When you listened to the Republican debate the other night, you heard a lot of anger and you had a lot of fear. Well, they can have their anger and they can have their fear, but anger and fear never built America. We build our country by adopting wage and labor policies, including comprehensive immigration reform with a pathway of citizenship for all. We do it by investing in our country, by investing in infrastructure, by investing in the skills and the talents of our people with debt-free college, and we can do it again.

And we also create a better future for our kids when we square our shoulders to the great challenges of our times, whether it's terror trying to undermine our values or Republican presidential candidates trying to get us to surrender our freedoms and our values in the face of this threat.

The other big challenge we have is climate change. The greatest business opportunity to come to the United States of America in 100 years. We need to embrace this. I have put forward a plan that does this, that moves us to 100 percent clean electric grid by 2050. Join this campaign for the future. New leadership is what our country needs to move us out of these divided and polarized times. Thank you.

MUIR: Governor, thank you.

(APPLAUSE)

Secretary Clinton?

CLINTON: On January 20th, 2017, the next president of the United States will walk into the White House. If, heaven forbid, that next president is a Republican, I think it's pretty clear we know what will happen.
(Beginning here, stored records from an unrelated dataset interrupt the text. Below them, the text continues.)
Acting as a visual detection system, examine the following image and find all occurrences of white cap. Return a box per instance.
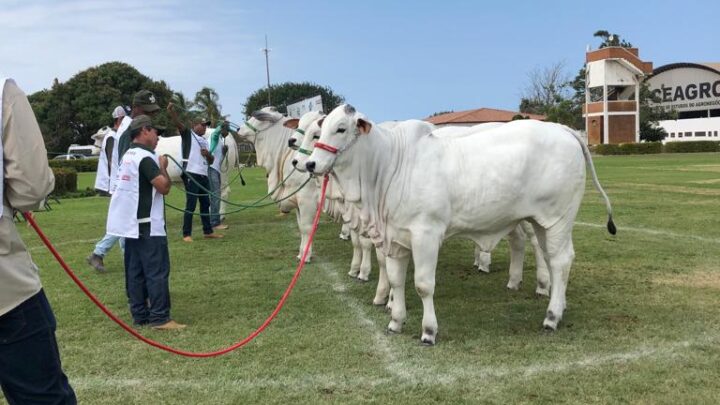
[113,106,125,118]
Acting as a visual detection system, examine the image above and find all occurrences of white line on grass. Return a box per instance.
[575,222,720,243]
[70,334,720,393]
[317,261,418,385]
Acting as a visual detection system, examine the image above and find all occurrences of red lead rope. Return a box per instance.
[23,175,329,357]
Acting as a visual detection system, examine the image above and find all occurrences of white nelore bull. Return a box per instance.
[306,105,615,344]
[238,107,320,262]
[290,113,550,296]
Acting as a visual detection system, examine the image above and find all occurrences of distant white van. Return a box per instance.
[68,144,100,157]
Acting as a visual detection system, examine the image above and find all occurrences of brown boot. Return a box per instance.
[85,253,105,273]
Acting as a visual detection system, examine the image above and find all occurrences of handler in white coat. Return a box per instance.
[107,115,185,329]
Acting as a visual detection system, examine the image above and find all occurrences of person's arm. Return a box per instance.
[105,136,115,174]
[148,155,172,195]
[167,103,185,135]
[209,121,224,154]
[200,148,215,165]
[0,81,55,211]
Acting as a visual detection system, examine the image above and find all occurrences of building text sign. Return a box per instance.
[647,67,720,111]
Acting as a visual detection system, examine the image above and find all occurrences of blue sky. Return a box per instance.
[0,0,720,121]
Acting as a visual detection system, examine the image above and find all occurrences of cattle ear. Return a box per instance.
[357,118,372,135]
[283,118,300,129]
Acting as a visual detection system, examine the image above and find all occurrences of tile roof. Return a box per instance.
[425,108,545,125]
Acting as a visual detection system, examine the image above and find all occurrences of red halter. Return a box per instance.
[315,142,338,154]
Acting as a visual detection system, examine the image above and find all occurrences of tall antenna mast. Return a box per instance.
[262,34,272,105]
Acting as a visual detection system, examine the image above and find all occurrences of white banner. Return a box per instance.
[288,96,322,118]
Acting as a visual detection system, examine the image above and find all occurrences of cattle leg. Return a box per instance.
[507,225,525,290]
[348,230,362,278]
[373,249,390,305]
[385,251,410,333]
[521,221,550,297]
[414,232,442,345]
[358,236,374,281]
[536,221,575,330]
[340,223,350,240]
[474,243,492,273]
[295,206,317,263]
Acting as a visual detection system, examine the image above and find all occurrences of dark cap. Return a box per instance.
[193,115,210,125]
[133,90,160,113]
[130,115,165,139]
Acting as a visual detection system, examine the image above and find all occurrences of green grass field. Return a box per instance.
[5,154,720,405]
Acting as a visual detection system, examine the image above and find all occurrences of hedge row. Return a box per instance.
[52,167,77,197]
[590,141,720,155]
[663,141,720,153]
[48,159,98,172]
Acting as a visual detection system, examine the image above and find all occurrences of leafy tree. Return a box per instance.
[245,82,345,117]
[28,62,172,153]
[593,30,632,48]
[520,62,584,128]
[195,87,223,123]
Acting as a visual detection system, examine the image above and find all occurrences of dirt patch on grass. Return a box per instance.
[613,183,720,196]
[690,179,720,184]
[677,165,720,173]
[653,271,720,290]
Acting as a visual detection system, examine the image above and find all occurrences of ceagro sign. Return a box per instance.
[288,96,322,118]
[647,66,720,111]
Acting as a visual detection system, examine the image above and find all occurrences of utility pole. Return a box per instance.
[262,34,272,105]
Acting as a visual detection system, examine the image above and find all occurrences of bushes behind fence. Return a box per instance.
[590,141,720,155]
[48,159,98,172]
[52,167,77,197]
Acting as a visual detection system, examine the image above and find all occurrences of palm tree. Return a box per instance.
[195,87,223,124]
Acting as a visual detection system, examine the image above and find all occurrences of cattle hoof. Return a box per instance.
[507,281,522,291]
[388,320,402,333]
[420,337,435,347]
[543,318,557,332]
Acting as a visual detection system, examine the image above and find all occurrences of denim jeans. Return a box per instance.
[183,173,212,236]
[125,235,170,325]
[208,167,222,228]
[0,290,77,405]
[93,230,125,257]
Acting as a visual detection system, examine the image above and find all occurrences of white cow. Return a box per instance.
[238,107,320,262]
[306,105,615,344]
[291,117,550,298]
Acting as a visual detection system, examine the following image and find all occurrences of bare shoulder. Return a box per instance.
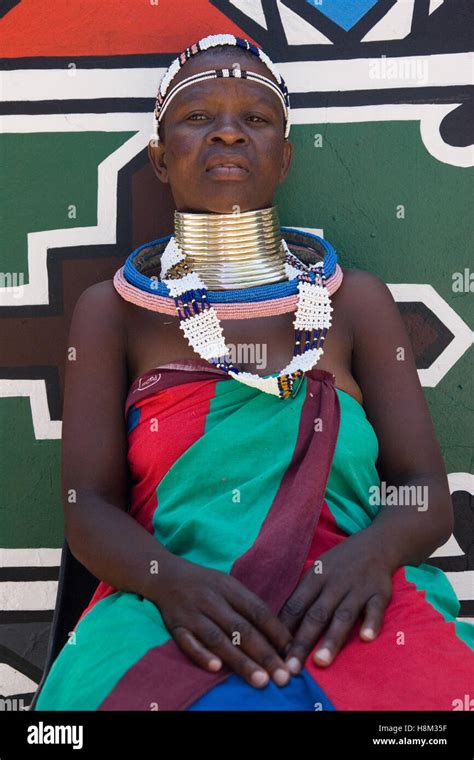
[77,279,123,318]
[337,267,398,318]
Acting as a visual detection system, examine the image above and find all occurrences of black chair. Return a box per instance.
[29,539,99,710]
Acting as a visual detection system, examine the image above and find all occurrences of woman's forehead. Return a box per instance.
[170,48,276,89]
[169,79,282,110]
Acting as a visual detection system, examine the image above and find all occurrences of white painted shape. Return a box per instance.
[361,0,415,42]
[0,52,473,101]
[0,379,62,441]
[431,472,474,557]
[277,0,332,45]
[387,283,473,388]
[0,581,58,612]
[446,570,474,602]
[0,548,61,567]
[230,0,268,31]
[0,662,38,697]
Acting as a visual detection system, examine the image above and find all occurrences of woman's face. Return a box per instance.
[148,48,292,214]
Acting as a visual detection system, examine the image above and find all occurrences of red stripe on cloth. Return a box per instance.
[99,369,340,710]
[305,503,474,710]
[76,369,222,627]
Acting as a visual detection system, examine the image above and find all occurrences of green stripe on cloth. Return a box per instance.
[404,562,474,649]
[36,378,306,710]
[153,378,306,573]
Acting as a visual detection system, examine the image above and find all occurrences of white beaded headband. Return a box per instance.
[154,34,290,141]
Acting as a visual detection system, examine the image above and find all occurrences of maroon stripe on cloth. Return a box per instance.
[99,369,340,710]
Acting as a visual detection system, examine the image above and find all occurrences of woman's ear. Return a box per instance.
[280,137,293,182]
[147,137,169,184]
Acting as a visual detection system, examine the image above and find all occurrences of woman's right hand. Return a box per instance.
[153,555,292,688]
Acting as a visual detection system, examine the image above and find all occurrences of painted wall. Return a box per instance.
[0,0,474,702]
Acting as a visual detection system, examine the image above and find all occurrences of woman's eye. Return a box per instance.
[188,111,265,121]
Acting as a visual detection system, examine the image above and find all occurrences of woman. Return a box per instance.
[35,35,474,710]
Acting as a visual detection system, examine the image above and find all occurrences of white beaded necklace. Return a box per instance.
[160,236,333,399]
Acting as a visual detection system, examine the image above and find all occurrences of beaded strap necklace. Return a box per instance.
[114,227,342,399]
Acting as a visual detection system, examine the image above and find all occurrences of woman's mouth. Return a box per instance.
[207,164,249,180]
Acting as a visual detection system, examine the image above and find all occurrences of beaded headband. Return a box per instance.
[154,34,290,142]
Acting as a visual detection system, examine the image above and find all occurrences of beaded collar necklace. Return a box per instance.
[114,227,343,399]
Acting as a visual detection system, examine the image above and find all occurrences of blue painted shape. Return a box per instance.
[306,0,378,32]
[186,669,336,712]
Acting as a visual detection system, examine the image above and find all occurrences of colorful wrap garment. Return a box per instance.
[35,358,474,711]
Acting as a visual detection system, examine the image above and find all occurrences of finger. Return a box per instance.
[360,594,390,641]
[285,592,342,674]
[193,615,270,688]
[226,586,293,662]
[278,568,323,636]
[313,594,364,667]
[170,626,222,672]
[212,602,291,686]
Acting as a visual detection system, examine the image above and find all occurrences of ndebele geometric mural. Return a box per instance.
[0,0,474,704]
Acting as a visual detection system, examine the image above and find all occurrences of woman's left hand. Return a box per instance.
[278,528,396,674]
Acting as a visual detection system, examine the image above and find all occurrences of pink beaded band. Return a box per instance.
[113,264,343,319]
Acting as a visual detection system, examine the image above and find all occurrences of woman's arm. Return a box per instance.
[62,282,291,687]
[61,281,178,599]
[279,270,453,672]
[349,270,454,570]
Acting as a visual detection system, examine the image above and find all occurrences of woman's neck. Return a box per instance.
[174,206,287,290]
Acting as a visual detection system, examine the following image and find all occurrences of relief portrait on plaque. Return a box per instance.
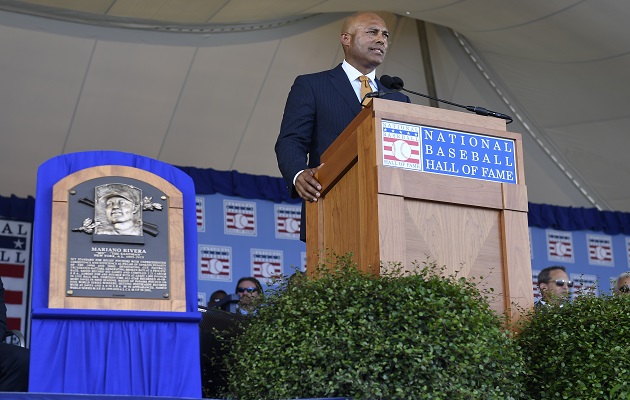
[66,176,170,299]
[94,183,142,236]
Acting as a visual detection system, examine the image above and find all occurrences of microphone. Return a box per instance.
[361,90,394,107]
[380,75,513,124]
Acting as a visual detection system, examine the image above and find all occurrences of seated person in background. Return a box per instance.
[535,265,573,310]
[614,272,630,296]
[236,276,263,315]
[0,278,30,392]
[208,289,227,308]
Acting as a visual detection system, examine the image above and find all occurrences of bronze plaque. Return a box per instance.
[66,176,170,300]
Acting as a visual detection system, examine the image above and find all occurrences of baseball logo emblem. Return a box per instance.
[209,258,223,275]
[392,140,411,161]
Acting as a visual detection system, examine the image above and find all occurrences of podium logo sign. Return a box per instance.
[381,120,517,184]
[586,235,615,267]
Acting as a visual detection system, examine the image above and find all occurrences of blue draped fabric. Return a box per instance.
[29,151,201,398]
[6,167,630,235]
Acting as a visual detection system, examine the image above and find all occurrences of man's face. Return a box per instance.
[341,14,389,74]
[105,196,135,224]
[538,269,571,303]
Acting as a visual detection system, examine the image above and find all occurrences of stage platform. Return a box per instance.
[0,392,349,400]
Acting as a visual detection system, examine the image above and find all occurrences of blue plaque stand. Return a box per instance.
[29,151,201,398]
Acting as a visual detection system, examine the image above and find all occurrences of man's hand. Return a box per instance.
[295,164,324,203]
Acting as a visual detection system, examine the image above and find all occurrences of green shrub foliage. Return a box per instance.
[226,255,523,399]
[516,295,630,399]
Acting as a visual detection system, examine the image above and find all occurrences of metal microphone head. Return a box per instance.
[380,75,395,90]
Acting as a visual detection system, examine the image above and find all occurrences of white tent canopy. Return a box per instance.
[0,0,630,211]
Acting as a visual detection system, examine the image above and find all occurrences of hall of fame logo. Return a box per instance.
[532,270,542,301]
[381,121,422,171]
[198,244,232,282]
[250,249,283,283]
[546,229,575,263]
[586,235,615,267]
[223,200,257,236]
[273,204,302,239]
[195,196,206,232]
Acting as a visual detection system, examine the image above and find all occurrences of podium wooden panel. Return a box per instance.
[306,99,533,317]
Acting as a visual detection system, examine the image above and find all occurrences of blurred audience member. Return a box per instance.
[535,265,573,310]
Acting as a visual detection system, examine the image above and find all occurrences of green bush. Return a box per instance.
[227,255,523,399]
[516,295,630,399]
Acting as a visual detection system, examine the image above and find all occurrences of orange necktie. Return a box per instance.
[359,75,372,101]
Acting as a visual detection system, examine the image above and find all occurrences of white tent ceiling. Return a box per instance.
[0,0,630,211]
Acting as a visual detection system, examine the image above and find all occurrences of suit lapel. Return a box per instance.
[329,64,361,114]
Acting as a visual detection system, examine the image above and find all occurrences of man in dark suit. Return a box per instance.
[275,12,410,241]
[0,278,29,392]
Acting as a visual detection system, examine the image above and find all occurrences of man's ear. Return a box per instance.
[340,32,350,47]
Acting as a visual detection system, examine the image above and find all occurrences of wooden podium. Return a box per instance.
[306,99,533,319]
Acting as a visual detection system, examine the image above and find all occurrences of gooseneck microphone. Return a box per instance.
[380,75,513,124]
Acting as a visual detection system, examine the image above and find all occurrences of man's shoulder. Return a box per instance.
[295,64,343,80]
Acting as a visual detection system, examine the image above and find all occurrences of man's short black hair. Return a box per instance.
[538,265,567,284]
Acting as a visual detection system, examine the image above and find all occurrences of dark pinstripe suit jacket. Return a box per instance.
[276,64,410,240]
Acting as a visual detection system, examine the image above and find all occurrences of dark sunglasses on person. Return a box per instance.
[551,279,573,287]
[236,287,258,293]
A lot of the rights that have been won over years, from women's rights to voter rights to gay rights to worker rights, will be at risk.

Social Security, which Republicans call a Ponzi scheme, may face privatization. Our vets may see the V.A. hospital that needs to be improved and made better for them turned over to privatization. Planned Parenthood will be defunded. The list goes on because the differences are so stark.

You know, everybody says every election's important, and there's truth to that. This is a watershed election. I know how important it is that we have a Democrat succeed President Obama in the White House. And I will do all that I can in this campaign to reach out and explain what I stand for and what I will do as president.

You know, I became a grandmother 15 months ago, and so I spent a lot of time thinking about my granddaughter's future. But as president, I will spend even more time thinking about the futures of all the kids and the grandchildren in this country because I want to make sure every single child has a chance to live up to his or her God-given potential. If you will join me in this campaign, we will make that a mission. Thank you, good night and may the force be with you.

(APPLAUSE)

MUIR: Thank you to the candidates tonight. Thank you to the audience here in New Hampshire here at St. Anselm. And thank you to the audience at home. We wish all of you at home a happy and safe holiday week ahead and we wish all the candidates a happy and safe holiday with your families.